Two Piedmont men who thrive as rock and rhythm and blues artists could also be viewed as musical philosophers. The intensity of their onstage sound is equaled only by their passion for the role of music and its impact on humanity.
Seeking musical perfection underpins their performances.
On April 20 they will release their first album, titled “Kingdom From.” It will be available from Spotify and iTunes.
The exceptional talent these men possess seems secondary to how they see their craft and commitment to be the best. They know full-well such intensity is critical in achieving artistic and financial acclaim.
But ultimately, their philosophical insights on music stand above success. Music reflects their emotional and artistic core.
“I believe that artists serve a vital and nearly biological function for humanity. Musicians stand on the border of nature and culture and look into it, tell the truth of those stories and enrich the lives of people,” John Schreiner said.
Schreiner, 31, married with a newborn son, is the leader and multi-instrument virtuoso of the group simply called Schreiner as in “Schreiner is finer.” His onstage reflection is bass player Jay Glaspy.
“I met John at the New Life Church in Gainesville shortly after moving here in 2014. My wife and I attended our first service there during the Christmas season, to meet people since we were new to the area. John was the worship leader at the time, and he played in the church group,” said Glaspy.
“After seeing the band play, I wondered if they needed a bass player. They did. And after a couple of years of playing together, we formed Schreiner. Attending that church service was probably the most important thing that happened in my life.”
That’s not an idle sentiment, since Glaspy, 41, is a recently retired Green Beret. He served five combat tours in Afghanistan in the Special Forces and had earned a Bronze Star for valor at the time he met Schreiner.
He was working in cybersecurity for a year after his military service but realized after joining forces with Schreiner that he wanted to pursue music full time.
Today, their three-piece band is a tight unit, with one of four skilled drummers performing with them based on availability.
Schreiner grew up in Warrenton; his family moved here when he was 12. That’s when he began writing and playing Christian contemporary music.
“I knew I was going to be a professional musician when I was 9 years old. Music has been the defining feature of my life,” he said.
He started college in Minnesota but later transferred to Lee University in Tennessee, graduating with a degree in vocal music performance. For most of his college years, he studied opera and performed in numerous operatic roles. “I thought for a time I would pursue opera professionally. I knew I had the chops for it,” he said.
He also played in a Christian band called Myrrh, releasing two albums before deciding to shift to country music with the release of his third album.
His eventual evolution to blended rock and rhythm and blues came when he realized, “You kind of pursue rock at your own peril because of the demands it places on your voice.
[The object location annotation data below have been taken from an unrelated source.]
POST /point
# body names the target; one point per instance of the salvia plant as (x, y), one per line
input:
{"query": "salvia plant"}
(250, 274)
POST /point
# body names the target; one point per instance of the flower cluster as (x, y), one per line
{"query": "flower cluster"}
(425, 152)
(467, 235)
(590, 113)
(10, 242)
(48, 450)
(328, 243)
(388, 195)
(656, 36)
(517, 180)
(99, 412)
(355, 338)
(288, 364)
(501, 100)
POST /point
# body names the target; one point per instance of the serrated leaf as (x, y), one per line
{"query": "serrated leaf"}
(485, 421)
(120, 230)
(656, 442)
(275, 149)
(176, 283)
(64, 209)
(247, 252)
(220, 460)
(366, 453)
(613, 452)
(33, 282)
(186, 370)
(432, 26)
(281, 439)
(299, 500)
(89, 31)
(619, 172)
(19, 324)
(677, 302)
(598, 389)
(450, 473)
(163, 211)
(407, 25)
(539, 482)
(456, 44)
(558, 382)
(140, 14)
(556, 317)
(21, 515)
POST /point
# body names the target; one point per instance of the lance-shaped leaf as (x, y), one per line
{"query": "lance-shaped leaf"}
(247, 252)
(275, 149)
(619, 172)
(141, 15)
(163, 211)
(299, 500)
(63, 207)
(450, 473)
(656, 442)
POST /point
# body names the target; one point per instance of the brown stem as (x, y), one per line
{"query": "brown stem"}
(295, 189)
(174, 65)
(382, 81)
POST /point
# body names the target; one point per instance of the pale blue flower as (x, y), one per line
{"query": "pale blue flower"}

That’s why I wound up between rock and R&B. Those are the juicy genres for me and the most challenging,” he said.
His musical education led him to want “to become the best singer in the world.” He practiced tirelessly during his college years to hone the quality of his voice and his musical instrument.
Today he lives in Paris, Virginia, and performs 300 shows a year as both a solo artist, and increasingly, with his own band. His solo gigs include weekly performances at Mastro’s, a high-end steakhouse in the heart of D.C. He is also well-known for his private party and corporate Fortune 500 performances, including shows at the MGM National Harbor Hotel.
Glaspy grew up in Los Angeles and is a lifelong music fan. He was a high-school athlete and joined the U.S. Army at age 18. Within three years he was accepted into the Special Forces, after meeting its demanding requirements.
As fate would have it, he joined the elite command just before 9/11 and was deployed shortly thereafter with multiple combat tours in Afghanistan. He currently lives in Haymarket with his wife and two children.
Glaspy makes an insightful comparison between a high-caliber musician and a warrior.
“Working with an elite musician like John, I saw the same traits as being a member of the Special Forces. They share a strong work ethic and a relentless desire to master their craft.
“And it never ends. Always seeking to improve and get better is the goal in both disciplines,” he said. “I took those principles and applied them to my music. Like the military, you find a good teacher and put in the hours to become successful.”
One of his go-to books embodying that principle is titled "The Talent Code: Greatness Isn't Born. It's Grown. Here's How." by Daniel Coyle.
The book says, "We tend to only see the end result when we watch masters in action. What we do not see are the 10,000 hours of hard work that went into that one moment. We become masters of our life through the same long-term, step-by-step process."
Schreiner and Glaspy embody those principles each time they step on stage.
“It is constant work to make a dent in the music industry. John and I work really hard on what we do,” said Glaspy.
Schreiner will perform live on April 20 at 8:30 p.m. at Uptown Alley in Manassas, concurrent with the release of the of their first album, “Kingdom From.”
Cuts from two of the album’s songs, along with their performance schedule, can be found at www.schreinermusic.com.
Or catch them in a this YouTube performance of “Kingdom From”
Watch the video here:
Ideally, you’ll be present on April 20 to see in person what may well be the launch of the next big story in today’s music.